Y'know, one of the first threads I ever posted on here was by a man, who had seen someone post a thread about her drunk DH coming home late and rowdy, would she be U to do something to him (can't remember what) - he posted "WHBU to kick his DP in the guts when she came home at 2am, drunk and incoherent" or similar and OF COURSE got a complete pasting.
He explained, but posters on the thread said (and I know it doesn't completely justify it in any way) that the difference would be that most women would agree that there are men who WOULD do that; whereas most women who say things like that tend to be joking (albeit in poor taste).

It's the sort of thing that many people do say in frustration and would never in a million years carry out - but some would and so I suppose it's better to avoid saying things like that on a forum where many have been the victim of DV, or know someone who has (or ever, in fact.) But I know I'm guilty of it too when suffering extreme frustration. Wouldn't ever carry it out.

5Fingered · 10/06/2012 14:44

Surely most people have had violent thoughts at some point or other? OP was just expressing them but has said herself would never actually carry them out.

HecateTrivia · 10/06/2012 14:53

How is he with you? Does he acknowledge and care about your tiredness?

I think if he is moaning about being tired in a "we're in it together" sort of way and sympathising with how tired you are as well and having a joke about propping open one another's eyes with matchsticks, then that's not really so bad.

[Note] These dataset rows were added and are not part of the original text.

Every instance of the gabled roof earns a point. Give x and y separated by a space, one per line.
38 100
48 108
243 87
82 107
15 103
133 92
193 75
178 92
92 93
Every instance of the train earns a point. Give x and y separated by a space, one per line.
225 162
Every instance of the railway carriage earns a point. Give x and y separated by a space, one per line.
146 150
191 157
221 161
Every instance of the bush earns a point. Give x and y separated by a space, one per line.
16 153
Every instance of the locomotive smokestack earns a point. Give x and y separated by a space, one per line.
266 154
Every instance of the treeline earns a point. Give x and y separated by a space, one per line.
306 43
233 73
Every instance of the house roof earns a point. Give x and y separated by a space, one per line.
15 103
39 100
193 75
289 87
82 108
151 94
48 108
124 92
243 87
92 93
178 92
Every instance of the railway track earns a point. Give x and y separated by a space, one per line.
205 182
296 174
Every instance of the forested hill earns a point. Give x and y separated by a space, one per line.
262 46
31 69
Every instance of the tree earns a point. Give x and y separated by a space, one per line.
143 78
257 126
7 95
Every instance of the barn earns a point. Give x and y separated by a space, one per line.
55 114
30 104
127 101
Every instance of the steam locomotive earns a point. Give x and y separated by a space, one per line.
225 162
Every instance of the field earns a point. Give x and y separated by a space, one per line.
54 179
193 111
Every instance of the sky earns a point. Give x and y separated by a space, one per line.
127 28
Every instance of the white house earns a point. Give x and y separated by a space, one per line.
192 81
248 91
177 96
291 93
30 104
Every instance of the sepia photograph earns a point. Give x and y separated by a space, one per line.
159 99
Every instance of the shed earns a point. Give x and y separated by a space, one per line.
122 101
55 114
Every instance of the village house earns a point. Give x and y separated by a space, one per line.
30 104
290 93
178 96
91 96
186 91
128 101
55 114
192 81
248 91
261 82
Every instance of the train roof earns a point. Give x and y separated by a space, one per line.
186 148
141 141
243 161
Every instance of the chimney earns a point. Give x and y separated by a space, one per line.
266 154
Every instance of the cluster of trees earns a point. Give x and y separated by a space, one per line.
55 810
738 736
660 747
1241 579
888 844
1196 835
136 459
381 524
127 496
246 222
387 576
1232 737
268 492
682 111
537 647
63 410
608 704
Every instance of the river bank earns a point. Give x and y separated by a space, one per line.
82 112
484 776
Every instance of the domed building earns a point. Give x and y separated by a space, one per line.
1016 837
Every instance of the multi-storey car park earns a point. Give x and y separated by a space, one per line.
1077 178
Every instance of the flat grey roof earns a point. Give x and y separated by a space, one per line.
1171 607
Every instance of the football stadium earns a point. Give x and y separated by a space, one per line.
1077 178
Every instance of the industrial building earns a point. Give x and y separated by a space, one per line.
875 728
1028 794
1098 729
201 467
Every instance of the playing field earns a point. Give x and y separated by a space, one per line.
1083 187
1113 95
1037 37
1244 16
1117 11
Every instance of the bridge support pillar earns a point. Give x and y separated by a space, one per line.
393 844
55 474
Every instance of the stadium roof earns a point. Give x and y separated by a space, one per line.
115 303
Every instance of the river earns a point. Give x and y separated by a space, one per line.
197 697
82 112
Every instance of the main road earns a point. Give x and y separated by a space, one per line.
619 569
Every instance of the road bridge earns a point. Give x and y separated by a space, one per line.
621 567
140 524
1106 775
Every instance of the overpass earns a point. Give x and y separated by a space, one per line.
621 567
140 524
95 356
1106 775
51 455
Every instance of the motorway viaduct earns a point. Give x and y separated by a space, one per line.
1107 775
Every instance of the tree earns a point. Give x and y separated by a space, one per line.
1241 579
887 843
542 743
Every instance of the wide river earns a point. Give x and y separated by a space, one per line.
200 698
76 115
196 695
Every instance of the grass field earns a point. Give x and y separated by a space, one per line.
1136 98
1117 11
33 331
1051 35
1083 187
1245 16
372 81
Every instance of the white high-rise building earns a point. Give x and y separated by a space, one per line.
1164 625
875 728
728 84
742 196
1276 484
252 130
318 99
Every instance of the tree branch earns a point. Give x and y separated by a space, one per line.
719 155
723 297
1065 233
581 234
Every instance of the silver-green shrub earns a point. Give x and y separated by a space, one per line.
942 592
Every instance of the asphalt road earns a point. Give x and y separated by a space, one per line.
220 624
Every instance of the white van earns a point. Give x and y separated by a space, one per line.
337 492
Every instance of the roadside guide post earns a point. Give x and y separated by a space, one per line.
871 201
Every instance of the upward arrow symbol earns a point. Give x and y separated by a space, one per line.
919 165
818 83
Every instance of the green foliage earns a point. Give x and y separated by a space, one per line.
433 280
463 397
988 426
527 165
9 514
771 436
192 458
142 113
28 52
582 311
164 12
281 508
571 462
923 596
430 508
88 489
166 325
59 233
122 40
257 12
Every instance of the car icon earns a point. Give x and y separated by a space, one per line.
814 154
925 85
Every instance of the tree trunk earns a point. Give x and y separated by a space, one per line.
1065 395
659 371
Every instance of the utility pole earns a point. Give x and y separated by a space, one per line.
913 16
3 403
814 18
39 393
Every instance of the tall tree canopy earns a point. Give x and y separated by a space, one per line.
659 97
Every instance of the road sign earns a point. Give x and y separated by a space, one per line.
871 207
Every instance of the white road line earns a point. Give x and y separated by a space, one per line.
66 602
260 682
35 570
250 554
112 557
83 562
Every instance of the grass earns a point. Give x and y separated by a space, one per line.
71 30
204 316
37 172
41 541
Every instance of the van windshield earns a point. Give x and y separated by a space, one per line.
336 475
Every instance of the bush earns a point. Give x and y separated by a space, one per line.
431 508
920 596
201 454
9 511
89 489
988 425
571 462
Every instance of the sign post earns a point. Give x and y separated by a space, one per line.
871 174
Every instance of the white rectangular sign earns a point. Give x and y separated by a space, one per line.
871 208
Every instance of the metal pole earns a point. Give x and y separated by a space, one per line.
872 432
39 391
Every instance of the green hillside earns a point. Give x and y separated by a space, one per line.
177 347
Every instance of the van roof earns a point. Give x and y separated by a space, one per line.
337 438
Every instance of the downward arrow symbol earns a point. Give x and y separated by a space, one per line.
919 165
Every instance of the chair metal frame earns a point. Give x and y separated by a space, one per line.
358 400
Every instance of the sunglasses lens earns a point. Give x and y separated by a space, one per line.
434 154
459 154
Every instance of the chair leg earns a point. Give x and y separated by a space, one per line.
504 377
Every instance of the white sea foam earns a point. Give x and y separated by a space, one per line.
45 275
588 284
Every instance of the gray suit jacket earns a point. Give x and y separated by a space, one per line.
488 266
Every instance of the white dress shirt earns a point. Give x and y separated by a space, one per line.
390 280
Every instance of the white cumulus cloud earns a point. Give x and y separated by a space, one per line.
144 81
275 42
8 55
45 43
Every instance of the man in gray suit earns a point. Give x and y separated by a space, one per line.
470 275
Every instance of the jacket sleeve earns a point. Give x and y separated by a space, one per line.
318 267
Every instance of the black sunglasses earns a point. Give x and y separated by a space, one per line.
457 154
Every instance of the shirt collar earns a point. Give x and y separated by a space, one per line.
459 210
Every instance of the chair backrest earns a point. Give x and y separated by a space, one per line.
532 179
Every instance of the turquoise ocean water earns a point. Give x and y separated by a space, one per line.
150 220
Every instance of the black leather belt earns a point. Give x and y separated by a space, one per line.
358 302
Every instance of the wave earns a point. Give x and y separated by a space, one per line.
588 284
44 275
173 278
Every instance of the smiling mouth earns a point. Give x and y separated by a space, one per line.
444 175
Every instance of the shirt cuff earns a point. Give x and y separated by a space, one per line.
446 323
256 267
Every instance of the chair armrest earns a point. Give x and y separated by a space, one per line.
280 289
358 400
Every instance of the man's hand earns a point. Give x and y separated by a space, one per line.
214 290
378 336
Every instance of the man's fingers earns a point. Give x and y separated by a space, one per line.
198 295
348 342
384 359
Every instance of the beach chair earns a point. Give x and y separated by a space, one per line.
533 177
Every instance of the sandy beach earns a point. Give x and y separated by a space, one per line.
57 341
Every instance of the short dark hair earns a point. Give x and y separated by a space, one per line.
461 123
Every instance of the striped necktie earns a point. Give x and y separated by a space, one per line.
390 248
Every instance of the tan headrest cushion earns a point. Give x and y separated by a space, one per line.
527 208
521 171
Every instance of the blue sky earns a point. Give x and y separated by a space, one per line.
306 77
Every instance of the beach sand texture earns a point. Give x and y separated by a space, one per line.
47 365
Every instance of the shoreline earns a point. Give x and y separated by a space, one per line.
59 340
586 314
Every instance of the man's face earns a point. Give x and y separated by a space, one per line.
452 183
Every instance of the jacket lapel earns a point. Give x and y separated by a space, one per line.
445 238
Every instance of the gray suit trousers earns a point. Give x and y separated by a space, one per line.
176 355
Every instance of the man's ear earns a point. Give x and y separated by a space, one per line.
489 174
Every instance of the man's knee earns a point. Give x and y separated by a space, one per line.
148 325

If, otoh, he's moaning about being tired, somehow blaming you for his tiredness and acting like he's the only one affected and not caring very much about how you are/acting like you couldn't possibly be feeling as bad as he is - then he's being an arse, really.

milkymocha · 10/06/2012 15:07

Dh had a full 9 hours sleep last night and yet its him who is currently napping with newborn son Envy

It is also a known fact in my house the nobody is ever allowed to be more tired than me Grin
I do the housework, 90% of the childcare, have a newborn and a toddler who i entertain everyday and do ALL nightfeeds. My DS1 has only started sleeping through 6 weeks ago, i have not had a full nights sleep in 3 years.

So actually i dont care who i piss off... Iam definitely more tired than you Smile

Youvebeentangoed · 10/06/2012 15:21

How do you know there is nothing wrong with him OP?

Unless he has been and had tests done very recently, you can't possibly know. Some others thought I was just simply lazy, that I should be "just getting on with it" when I seriously was struggling to barely keep my head up in the end. Their attitudes soon changed when I collapsed and was taken into hospital and eventually ended up getting a diagnosis.

You want the moaning to stop, then force him to go get a thorough examination. If then all comes back clear, you can tell him he is a selfish arse and pass him DC before getting some ear plugs and going off for a nap/long relaxing soak in the bath/(insert whatever other choice you might wish to do).